Ia marah, cemburu kepada orang-orang mati yang berhasil merebut perhatian bayinya. Namun di luar itu … Cosmos tahu. Ia hanya bisa memeluk tubuh mungil yang tidak henti sesegukan, lalu menepuk-nepuk punggung kecilnya.
"Baby … nanti kita akan bertemu dengan mereka, yah … Papa akan membantu Baby bertemu mereka."
Ia berjanji.
Ya, Cosmos selalu mengatakannya pada setiap malam ketika si kecil di dalam titik terendahnya. Ia telah berjanji kepada putra kecilnya untuk mempertemukan mereka. Dengan orang-orang yang disayanginya. Menyapa, untuk yang terakhir kali dan menyampaikan salam perpisahan.
Jadi hari ini …
"Okay," setuju begitu saja, sosok jangkung itu membungkuk, mencium kening sosok remaja yang jauh lebih pendek. "Hati-hati, Baby … jangan sampai terjatuh."
Leo tersenyum mendengarnya. Remaja itu mengangguk lalu berbalik menatap tanaman merambat yang menjulang menghalangi jalan. Panah merah terang masih melayang-layang.

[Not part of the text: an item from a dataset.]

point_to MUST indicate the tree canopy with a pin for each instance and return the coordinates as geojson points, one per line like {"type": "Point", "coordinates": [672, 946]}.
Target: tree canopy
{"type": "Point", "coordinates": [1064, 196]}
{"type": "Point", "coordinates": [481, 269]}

Dengan keras kepala menunjukkan arah makam yang harus dilalui.
Tepat ketika kaki kecil melangkah mendekati tanaman yang padat bak sebuah tembok hijau, secara ajaib beberapa tanaman mulai bergemerisik, bergerak dan berguncang. Tindakan itu membuat jantung Felix mencelos. Tangan tua itu hendak terulur menarik remaja lelaki menjauh, tetapi mendadak, sesuatu seperti dinding transparan mencegah menyentuh remaja kelabu yang berjalan dengan langkah mantap.
Incubus tua membeku, menoleh ke arah Naga Perak dan menemukan sepasang iris emas yang bersinar dingin. "Jangan sentuh Babyku."
"Tetapi Tuan--"
"Biarkan dia pergi," Cosmos menyela, menatap ke depan dan menemukan bahwa dinding tanaman, secara ajaib bergerak menyingkir. Membuat jalan begitu saja untuk tubuh kecil yang ingin melewatinya.

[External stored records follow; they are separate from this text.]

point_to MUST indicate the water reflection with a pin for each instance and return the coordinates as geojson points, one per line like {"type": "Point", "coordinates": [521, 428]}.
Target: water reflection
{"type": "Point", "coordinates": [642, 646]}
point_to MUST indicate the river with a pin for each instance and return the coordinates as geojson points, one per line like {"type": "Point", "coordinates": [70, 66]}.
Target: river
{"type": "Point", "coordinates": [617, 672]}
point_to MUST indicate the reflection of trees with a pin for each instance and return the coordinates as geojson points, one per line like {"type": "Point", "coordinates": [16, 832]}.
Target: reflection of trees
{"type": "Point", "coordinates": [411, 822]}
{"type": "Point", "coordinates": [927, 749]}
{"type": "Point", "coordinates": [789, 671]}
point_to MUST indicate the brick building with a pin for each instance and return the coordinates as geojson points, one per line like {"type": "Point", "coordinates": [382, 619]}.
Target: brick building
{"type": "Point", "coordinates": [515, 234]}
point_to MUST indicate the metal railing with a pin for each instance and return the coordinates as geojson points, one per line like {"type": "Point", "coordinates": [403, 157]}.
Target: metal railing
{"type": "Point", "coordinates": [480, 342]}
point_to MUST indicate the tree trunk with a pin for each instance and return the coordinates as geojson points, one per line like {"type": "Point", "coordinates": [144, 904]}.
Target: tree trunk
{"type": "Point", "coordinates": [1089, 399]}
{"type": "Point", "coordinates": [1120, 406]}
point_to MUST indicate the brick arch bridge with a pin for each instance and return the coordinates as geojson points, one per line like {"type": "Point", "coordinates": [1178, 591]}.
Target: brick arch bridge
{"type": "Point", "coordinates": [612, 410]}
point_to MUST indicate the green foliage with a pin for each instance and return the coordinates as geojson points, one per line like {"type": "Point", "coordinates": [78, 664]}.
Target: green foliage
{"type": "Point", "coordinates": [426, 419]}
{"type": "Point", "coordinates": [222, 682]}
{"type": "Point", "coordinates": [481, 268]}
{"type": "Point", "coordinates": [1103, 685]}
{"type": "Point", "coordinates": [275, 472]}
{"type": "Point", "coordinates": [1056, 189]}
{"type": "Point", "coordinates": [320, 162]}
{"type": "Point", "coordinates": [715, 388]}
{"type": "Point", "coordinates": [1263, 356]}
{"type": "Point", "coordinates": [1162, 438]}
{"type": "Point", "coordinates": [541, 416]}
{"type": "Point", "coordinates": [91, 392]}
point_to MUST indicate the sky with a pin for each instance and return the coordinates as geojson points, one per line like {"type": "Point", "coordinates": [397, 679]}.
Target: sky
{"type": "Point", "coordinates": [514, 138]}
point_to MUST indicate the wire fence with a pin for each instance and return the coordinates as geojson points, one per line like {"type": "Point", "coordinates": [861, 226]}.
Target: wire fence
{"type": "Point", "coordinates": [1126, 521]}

Felix terdiam. Pria tua itu ikut memandang punggung kecil yang menjauh. Alisnya mengernyit. Bagaimanapun, ia tahu seberapa berbahaya tanaman ini, meski secara ajaib mekanisme pertahanan justru tidak berpengaruh kepada remaja kelabu itu, tetap saja. Melihat makhluk kecil cantik, manja dan rapuh dikelilingi oleh hal-hal berbahaya, membuat Incubus tua merasa sangat tidak nyaman.

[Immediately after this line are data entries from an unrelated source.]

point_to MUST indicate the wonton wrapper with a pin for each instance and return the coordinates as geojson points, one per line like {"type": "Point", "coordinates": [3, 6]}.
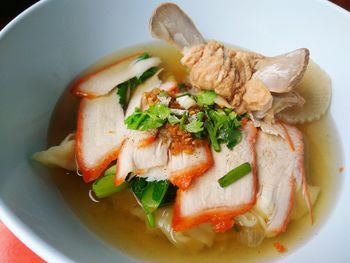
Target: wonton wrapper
{"type": "Point", "coordinates": [315, 88]}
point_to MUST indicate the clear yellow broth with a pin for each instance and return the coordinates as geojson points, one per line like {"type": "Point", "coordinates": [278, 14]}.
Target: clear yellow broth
{"type": "Point", "coordinates": [112, 221]}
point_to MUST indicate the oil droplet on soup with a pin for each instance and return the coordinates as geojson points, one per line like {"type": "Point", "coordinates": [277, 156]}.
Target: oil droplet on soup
{"type": "Point", "coordinates": [112, 221]}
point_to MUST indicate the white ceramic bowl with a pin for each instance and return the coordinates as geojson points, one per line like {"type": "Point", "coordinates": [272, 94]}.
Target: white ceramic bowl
{"type": "Point", "coordinates": [50, 43]}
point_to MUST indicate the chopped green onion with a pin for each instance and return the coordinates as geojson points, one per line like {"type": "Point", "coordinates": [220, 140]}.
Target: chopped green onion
{"type": "Point", "coordinates": [105, 186]}
{"type": "Point", "coordinates": [235, 174]}
{"type": "Point", "coordinates": [143, 56]}
{"type": "Point", "coordinates": [183, 94]}
{"type": "Point", "coordinates": [152, 198]}
{"type": "Point", "coordinates": [182, 87]}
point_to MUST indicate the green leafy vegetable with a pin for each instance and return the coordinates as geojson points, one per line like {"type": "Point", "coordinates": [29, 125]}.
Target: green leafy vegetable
{"type": "Point", "coordinates": [143, 56]}
{"type": "Point", "coordinates": [222, 127]}
{"type": "Point", "coordinates": [194, 126]}
{"type": "Point", "coordinates": [182, 87]}
{"type": "Point", "coordinates": [104, 186]}
{"type": "Point", "coordinates": [150, 194]}
{"type": "Point", "coordinates": [172, 119]}
{"type": "Point", "coordinates": [235, 174]}
{"type": "Point", "coordinates": [154, 117]}
{"type": "Point", "coordinates": [206, 97]}
{"type": "Point", "coordinates": [125, 89]}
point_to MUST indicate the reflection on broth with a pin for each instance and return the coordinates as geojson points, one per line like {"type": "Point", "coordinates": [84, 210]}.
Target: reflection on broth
{"type": "Point", "coordinates": [112, 221]}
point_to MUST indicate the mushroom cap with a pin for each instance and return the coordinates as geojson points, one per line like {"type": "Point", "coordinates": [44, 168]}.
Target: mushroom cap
{"type": "Point", "coordinates": [169, 23]}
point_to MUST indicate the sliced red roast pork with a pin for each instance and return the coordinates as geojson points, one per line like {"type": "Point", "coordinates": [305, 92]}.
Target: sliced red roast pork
{"type": "Point", "coordinates": [104, 80]}
{"type": "Point", "coordinates": [183, 168]}
{"type": "Point", "coordinates": [206, 201]}
{"type": "Point", "coordinates": [100, 133]}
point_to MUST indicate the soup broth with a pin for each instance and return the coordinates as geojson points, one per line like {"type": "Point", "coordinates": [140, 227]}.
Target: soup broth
{"type": "Point", "coordinates": [112, 221]}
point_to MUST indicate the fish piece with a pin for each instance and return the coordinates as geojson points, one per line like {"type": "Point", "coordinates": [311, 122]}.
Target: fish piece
{"type": "Point", "coordinates": [206, 201]}
{"type": "Point", "coordinates": [100, 133]}
{"type": "Point", "coordinates": [104, 80]}
{"type": "Point", "coordinates": [183, 168]}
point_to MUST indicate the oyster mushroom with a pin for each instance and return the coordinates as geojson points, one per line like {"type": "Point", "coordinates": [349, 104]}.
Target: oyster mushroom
{"type": "Point", "coordinates": [227, 70]}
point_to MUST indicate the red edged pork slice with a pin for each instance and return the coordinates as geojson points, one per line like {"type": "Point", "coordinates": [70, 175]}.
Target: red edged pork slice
{"type": "Point", "coordinates": [138, 160]}
{"type": "Point", "coordinates": [296, 139]}
{"type": "Point", "coordinates": [275, 166]}
{"type": "Point", "coordinates": [100, 132]}
{"type": "Point", "coordinates": [183, 167]}
{"type": "Point", "coordinates": [155, 174]}
{"type": "Point", "coordinates": [103, 81]}
{"type": "Point", "coordinates": [141, 150]}
{"type": "Point", "coordinates": [205, 201]}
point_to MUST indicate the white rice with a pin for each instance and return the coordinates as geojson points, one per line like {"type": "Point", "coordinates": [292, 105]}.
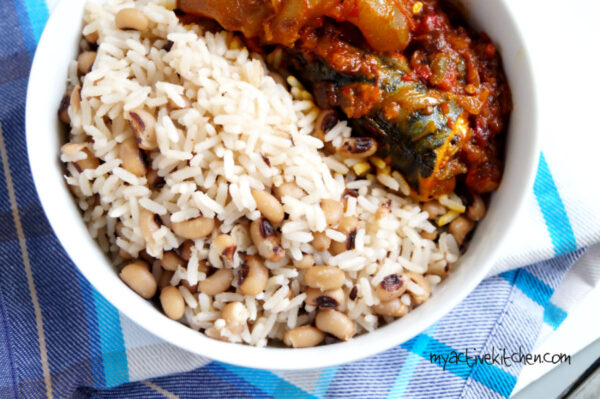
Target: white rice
{"type": "Point", "coordinates": [223, 128]}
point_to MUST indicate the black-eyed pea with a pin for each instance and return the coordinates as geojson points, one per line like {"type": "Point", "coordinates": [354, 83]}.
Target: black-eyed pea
{"type": "Point", "coordinates": [349, 227]}
{"type": "Point", "coordinates": [138, 277]}
{"type": "Point", "coordinates": [193, 229]}
{"type": "Point", "coordinates": [335, 323]}
{"type": "Point", "coordinates": [235, 315]}
{"type": "Point", "coordinates": [92, 37]}
{"type": "Point", "coordinates": [266, 241]}
{"type": "Point", "coordinates": [268, 206]}
{"type": "Point", "coordinates": [392, 286]}
{"type": "Point", "coordinates": [85, 60]}
{"type": "Point", "coordinates": [134, 160]}
{"type": "Point", "coordinates": [477, 209]}
{"type": "Point", "coordinates": [422, 290]}
{"type": "Point", "coordinates": [434, 209]}
{"type": "Point", "coordinates": [149, 223]}
{"type": "Point", "coordinates": [393, 308]}
{"type": "Point", "coordinates": [143, 125]}
{"type": "Point", "coordinates": [131, 18]}
{"type": "Point", "coordinates": [185, 249]}
{"type": "Point", "coordinates": [252, 276]}
{"type": "Point", "coordinates": [357, 147]}
{"type": "Point", "coordinates": [63, 109]}
{"type": "Point", "coordinates": [216, 283]}
{"type": "Point", "coordinates": [172, 302]}
{"type": "Point", "coordinates": [170, 261]}
{"type": "Point", "coordinates": [222, 250]}
{"type": "Point", "coordinates": [303, 337]}
{"type": "Point", "coordinates": [289, 189]}
{"type": "Point", "coordinates": [154, 180]}
{"type": "Point", "coordinates": [325, 121]}
{"type": "Point", "coordinates": [460, 228]}
{"type": "Point", "coordinates": [124, 254]}
{"type": "Point", "coordinates": [320, 241]}
{"type": "Point", "coordinates": [333, 211]}
{"type": "Point", "coordinates": [439, 268]}
{"type": "Point", "coordinates": [324, 277]}
{"type": "Point", "coordinates": [429, 236]}
{"type": "Point", "coordinates": [165, 279]}
{"type": "Point", "coordinates": [305, 262]}
{"type": "Point", "coordinates": [214, 333]}
{"type": "Point", "coordinates": [325, 299]}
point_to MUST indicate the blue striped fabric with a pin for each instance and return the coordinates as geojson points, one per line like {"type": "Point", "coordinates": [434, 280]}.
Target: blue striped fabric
{"type": "Point", "coordinates": [60, 338]}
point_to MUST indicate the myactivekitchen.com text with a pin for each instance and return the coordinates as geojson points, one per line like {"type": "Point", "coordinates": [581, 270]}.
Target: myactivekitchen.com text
{"type": "Point", "coordinates": [499, 357]}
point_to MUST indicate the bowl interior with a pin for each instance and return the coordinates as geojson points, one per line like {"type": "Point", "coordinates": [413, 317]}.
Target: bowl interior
{"type": "Point", "coordinates": [58, 46]}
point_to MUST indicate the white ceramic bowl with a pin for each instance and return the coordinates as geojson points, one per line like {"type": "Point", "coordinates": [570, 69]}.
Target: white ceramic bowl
{"type": "Point", "coordinates": [58, 46]}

Kepala Sekolah Academy Ruby gelisah, tetapi melihat sosok jangkung Pemuda di sampingnya sangat tenang, hal ini tidak menyurutkan jantungnya untuk berdebar-debar tidak tenang. Sepasang netra kelabu menatap tanaman merambat yang mulai bergerak-gerak. Menggeliat untuk saling menyulam diri sebelum akhirnya, kembali menyatu menjadi sebuah dinding tanaman yang padat dan kokoh.
Remaja kecil yang berada di dalam sana ... Semoga saja tidak akan ada hal buruk yang menimpanya.